Pluralism in Jewish History

Point of View

by Rabbi Daniel Schur

If the readers of this article are disturbed in any way, like me, about the rampant spreading assimilation despite the Hebrew language we teach and despite the uplifting patriotic songs, and beside the deep committment to the state of Israel, then we have a great deal in common.

I know that the liberal Jew's definition of the word "Jew" is different from mine, which understands it in the light of tradition. I know, too, that you respect the view which sees a definite relationship between the Jewish people and the Torah, an outlook which believes that the Jew cannot survive without the framework and the Halachic way of living as a Jew. However, you as a liberal Jew are proud of your open minded pluralism in understanding the concept of "Jew" to "Judaism". It is an approach which thinks it is possible to live and feel like a Jew without observing any of the Six Hundred Thirteen (613) commandments, without studying the Torah, without it being true to my concept of Judaism's basic, distinctive principles. I do not want to argue with the pluralistic Jew or to persuade him with the validity of my point of view.

However, we must ask ourselves -- what happened? Where did we go wrong, if the following is true?

  1. American Jewish leaders refer to the "Spiritual Holocaust" of assimilation.

  2. The splintering of our people - millions of our Jewish youth in strange cults, and are intermarrying, lost to us forever. Neither logic nor any group or personal explanation that I know of - can solve this distrubing problem - only the facts of history.
Permit me to apply the test of history, not philosophy, to this generation's more popular conviction, namely, "pluralism in Judaism". It claims, with apparent logic, that every Jew has the right to define Judaism for himself - as he, personally sees it.

Let us remember our generation isn't the first that claimed this right for itself. If we look back thousands of years, we can see the first attempts at this; it is not the product of today's modernity.

Jeroboam, son of Nevat, was the founder for reform among the Jewish people. He was the first to adjust the worship of G-d to the taste of his generation, the parting from the tradiiton of his fathers.
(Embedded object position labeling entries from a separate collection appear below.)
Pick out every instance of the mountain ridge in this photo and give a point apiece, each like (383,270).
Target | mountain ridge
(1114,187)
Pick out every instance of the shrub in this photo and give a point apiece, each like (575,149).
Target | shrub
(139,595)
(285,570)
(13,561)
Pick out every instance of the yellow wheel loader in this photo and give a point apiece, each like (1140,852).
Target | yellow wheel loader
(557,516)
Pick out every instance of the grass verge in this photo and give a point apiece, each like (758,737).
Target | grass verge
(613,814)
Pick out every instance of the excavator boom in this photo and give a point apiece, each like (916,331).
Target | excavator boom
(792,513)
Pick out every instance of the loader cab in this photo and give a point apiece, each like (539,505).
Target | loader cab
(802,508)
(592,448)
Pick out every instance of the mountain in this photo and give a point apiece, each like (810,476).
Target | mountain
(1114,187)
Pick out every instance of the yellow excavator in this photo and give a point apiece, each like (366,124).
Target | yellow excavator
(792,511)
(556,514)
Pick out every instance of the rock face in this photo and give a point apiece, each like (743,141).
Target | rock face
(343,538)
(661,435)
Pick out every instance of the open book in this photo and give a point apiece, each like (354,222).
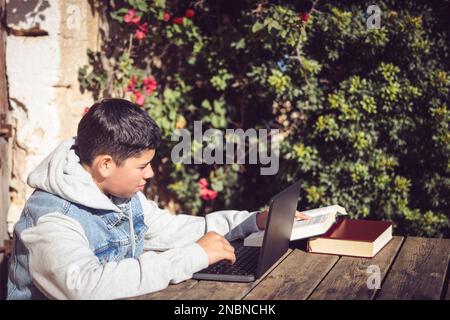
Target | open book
(321,219)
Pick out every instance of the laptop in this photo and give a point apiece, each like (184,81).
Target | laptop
(252,262)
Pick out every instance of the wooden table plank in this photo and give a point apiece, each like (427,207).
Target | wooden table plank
(349,276)
(295,278)
(172,292)
(419,270)
(212,290)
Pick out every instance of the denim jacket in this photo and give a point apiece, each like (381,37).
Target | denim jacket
(73,242)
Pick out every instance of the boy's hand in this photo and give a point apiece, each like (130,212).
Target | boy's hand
(261,218)
(217,247)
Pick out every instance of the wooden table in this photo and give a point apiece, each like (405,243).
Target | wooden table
(409,268)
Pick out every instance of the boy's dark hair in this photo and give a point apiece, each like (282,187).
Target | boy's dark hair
(116,127)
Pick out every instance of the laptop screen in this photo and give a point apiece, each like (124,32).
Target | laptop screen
(279,227)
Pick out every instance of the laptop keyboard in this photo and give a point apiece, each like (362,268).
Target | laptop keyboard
(246,263)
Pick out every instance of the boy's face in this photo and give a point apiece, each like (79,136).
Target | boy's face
(123,181)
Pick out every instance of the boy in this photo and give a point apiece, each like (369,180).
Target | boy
(88,232)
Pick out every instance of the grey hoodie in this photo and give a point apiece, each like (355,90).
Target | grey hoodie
(58,242)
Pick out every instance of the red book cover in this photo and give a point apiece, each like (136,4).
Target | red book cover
(357,230)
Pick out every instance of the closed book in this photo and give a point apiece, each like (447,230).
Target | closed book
(358,238)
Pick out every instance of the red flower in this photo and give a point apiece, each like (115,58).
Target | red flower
(132,83)
(141,31)
(131,17)
(212,194)
(150,85)
(86,110)
(166,16)
(190,13)
(304,16)
(177,20)
(203,183)
(139,97)
(207,194)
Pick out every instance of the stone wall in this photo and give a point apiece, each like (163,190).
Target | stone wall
(46,44)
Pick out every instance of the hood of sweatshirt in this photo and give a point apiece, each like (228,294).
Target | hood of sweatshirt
(61,173)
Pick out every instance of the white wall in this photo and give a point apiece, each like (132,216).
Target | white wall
(46,45)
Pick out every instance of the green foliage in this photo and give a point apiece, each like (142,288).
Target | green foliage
(364,113)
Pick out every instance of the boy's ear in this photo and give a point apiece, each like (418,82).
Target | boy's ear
(105,165)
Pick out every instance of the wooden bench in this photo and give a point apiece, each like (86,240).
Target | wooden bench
(409,268)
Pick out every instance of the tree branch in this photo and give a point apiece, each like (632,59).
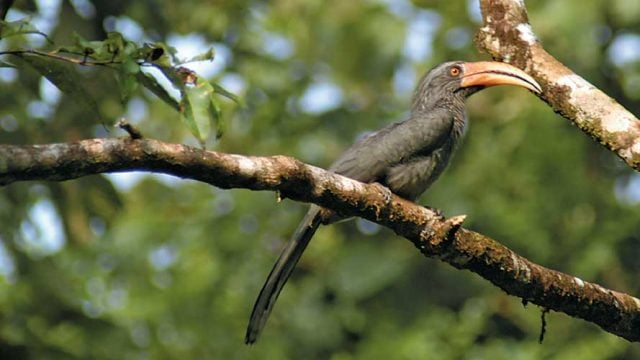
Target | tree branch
(508,36)
(433,235)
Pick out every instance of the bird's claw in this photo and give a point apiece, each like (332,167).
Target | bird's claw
(438,212)
(388,195)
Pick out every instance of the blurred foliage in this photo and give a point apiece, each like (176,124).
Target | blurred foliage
(144,266)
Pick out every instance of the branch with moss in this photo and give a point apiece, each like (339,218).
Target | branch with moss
(508,36)
(433,235)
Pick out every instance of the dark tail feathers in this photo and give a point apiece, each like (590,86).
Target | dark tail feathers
(281,272)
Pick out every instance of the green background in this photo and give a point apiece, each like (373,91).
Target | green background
(153,267)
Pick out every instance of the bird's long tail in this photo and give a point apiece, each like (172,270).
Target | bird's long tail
(281,272)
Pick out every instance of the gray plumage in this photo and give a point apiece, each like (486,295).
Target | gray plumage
(406,156)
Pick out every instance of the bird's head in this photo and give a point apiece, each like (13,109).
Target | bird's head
(455,81)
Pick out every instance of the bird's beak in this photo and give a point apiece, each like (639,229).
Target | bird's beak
(491,73)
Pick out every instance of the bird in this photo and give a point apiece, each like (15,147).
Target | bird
(405,156)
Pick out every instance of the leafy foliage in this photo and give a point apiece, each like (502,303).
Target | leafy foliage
(135,266)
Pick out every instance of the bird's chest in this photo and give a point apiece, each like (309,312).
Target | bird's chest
(415,172)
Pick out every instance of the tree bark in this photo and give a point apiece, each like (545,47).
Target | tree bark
(507,36)
(433,235)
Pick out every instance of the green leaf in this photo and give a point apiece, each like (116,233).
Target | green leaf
(65,77)
(224,92)
(154,86)
(207,56)
(196,109)
(216,115)
(6,64)
(23,26)
(127,79)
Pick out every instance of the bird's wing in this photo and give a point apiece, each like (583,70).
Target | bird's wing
(369,159)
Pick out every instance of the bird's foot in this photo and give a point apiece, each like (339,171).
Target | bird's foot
(388,195)
(438,212)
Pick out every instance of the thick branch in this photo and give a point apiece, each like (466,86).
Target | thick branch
(615,312)
(507,36)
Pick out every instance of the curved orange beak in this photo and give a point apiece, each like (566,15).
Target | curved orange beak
(491,73)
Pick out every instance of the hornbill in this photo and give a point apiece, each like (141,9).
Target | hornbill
(406,156)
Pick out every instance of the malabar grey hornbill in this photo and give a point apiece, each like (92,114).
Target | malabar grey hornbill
(406,156)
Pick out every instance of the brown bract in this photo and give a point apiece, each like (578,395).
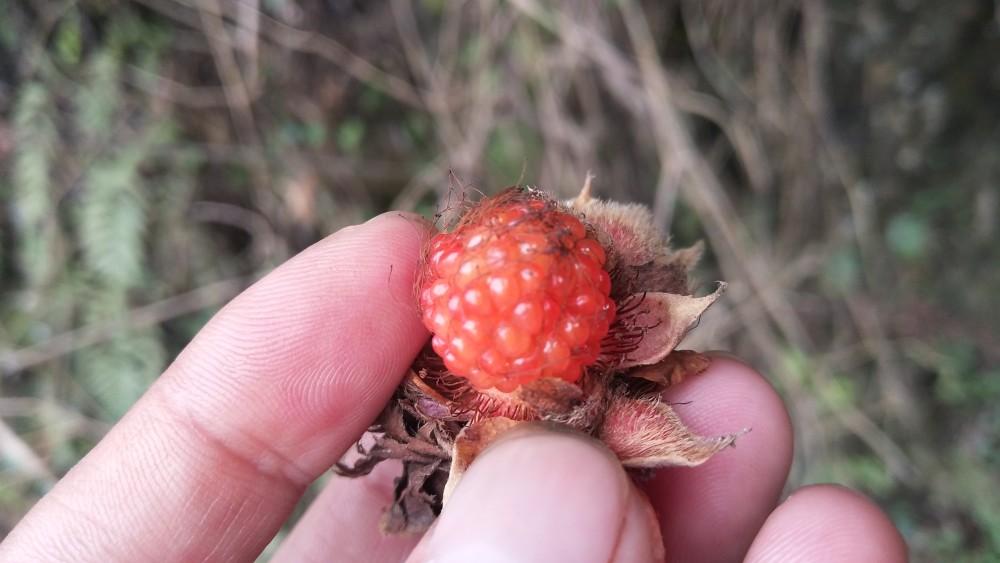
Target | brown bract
(438,423)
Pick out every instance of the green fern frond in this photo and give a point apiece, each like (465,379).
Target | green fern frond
(112,220)
(34,153)
(118,373)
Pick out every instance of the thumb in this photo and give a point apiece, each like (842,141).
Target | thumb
(544,495)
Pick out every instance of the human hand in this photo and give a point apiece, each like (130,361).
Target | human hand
(272,392)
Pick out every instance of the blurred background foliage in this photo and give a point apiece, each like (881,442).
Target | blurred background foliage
(839,157)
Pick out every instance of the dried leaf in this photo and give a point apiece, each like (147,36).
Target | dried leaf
(471,442)
(676,367)
(648,433)
(662,319)
(550,395)
(416,500)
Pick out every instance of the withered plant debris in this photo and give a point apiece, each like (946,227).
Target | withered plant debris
(438,422)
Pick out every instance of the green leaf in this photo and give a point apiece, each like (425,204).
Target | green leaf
(907,236)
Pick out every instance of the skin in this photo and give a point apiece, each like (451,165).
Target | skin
(211,461)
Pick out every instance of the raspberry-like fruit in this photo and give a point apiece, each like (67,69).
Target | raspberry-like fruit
(517,292)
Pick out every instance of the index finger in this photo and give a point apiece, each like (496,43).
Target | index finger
(269,395)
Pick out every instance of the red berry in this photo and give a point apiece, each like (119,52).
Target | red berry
(517,292)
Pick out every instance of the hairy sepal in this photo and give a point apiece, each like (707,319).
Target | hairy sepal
(647,433)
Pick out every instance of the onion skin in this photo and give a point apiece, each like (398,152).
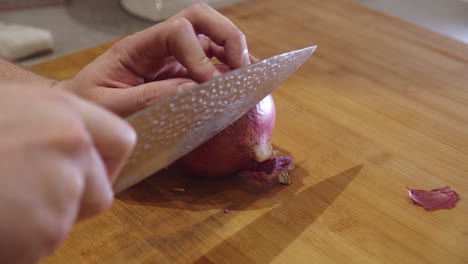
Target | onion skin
(233,149)
(242,148)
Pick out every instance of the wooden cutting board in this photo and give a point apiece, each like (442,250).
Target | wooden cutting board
(382,105)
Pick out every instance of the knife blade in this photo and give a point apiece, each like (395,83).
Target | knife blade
(177,125)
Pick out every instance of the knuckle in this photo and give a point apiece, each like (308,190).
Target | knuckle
(200,6)
(146,98)
(76,140)
(181,24)
(70,138)
(53,236)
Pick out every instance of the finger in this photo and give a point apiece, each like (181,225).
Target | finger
(112,136)
(174,37)
(98,194)
(212,50)
(219,29)
(128,101)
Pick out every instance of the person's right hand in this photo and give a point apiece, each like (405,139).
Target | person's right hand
(58,157)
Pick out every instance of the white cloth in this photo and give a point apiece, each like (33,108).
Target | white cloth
(19,41)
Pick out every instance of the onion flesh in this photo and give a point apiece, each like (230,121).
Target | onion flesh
(244,148)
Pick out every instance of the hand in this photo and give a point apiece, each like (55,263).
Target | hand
(161,61)
(58,158)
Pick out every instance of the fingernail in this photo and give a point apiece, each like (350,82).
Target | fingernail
(185,86)
(246,57)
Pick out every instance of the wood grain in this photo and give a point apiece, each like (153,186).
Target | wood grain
(382,105)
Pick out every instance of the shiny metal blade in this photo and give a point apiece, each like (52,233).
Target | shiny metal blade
(174,127)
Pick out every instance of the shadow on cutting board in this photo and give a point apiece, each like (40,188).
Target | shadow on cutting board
(276,229)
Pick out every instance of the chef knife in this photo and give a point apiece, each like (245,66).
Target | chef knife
(173,127)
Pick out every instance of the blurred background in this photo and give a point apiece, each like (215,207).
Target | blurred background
(32,31)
He separated himself from the kingdom of Judah, which set up a spiritual center in the kingdom of Israel, which challenged the temple in Jerusalem. He demanded that the people not go to Jerusalem any more. As he decreed!! "Enough going to Jerusalem - Your G-d, oh Israel, is here." (King's 1-1228) The political reasons for this are not important. Today we would blame it on the Orthodox establishment. The fact is that it challenged the accepted definition and concept of what it is to be a member of the Jewish people, differed from what is taught in the Torah and what was accepted by the people until that day. What were the results? The fall of the kingdom of Israel and the disappearance of the ten (10) tribes from the map of the Jewish people. True, it didn't happen at once! It took hundreds of years, but this was the end result. The nation paid a frightful price for severing its roots from the Tree of Life, the Torah, which defines "Jew".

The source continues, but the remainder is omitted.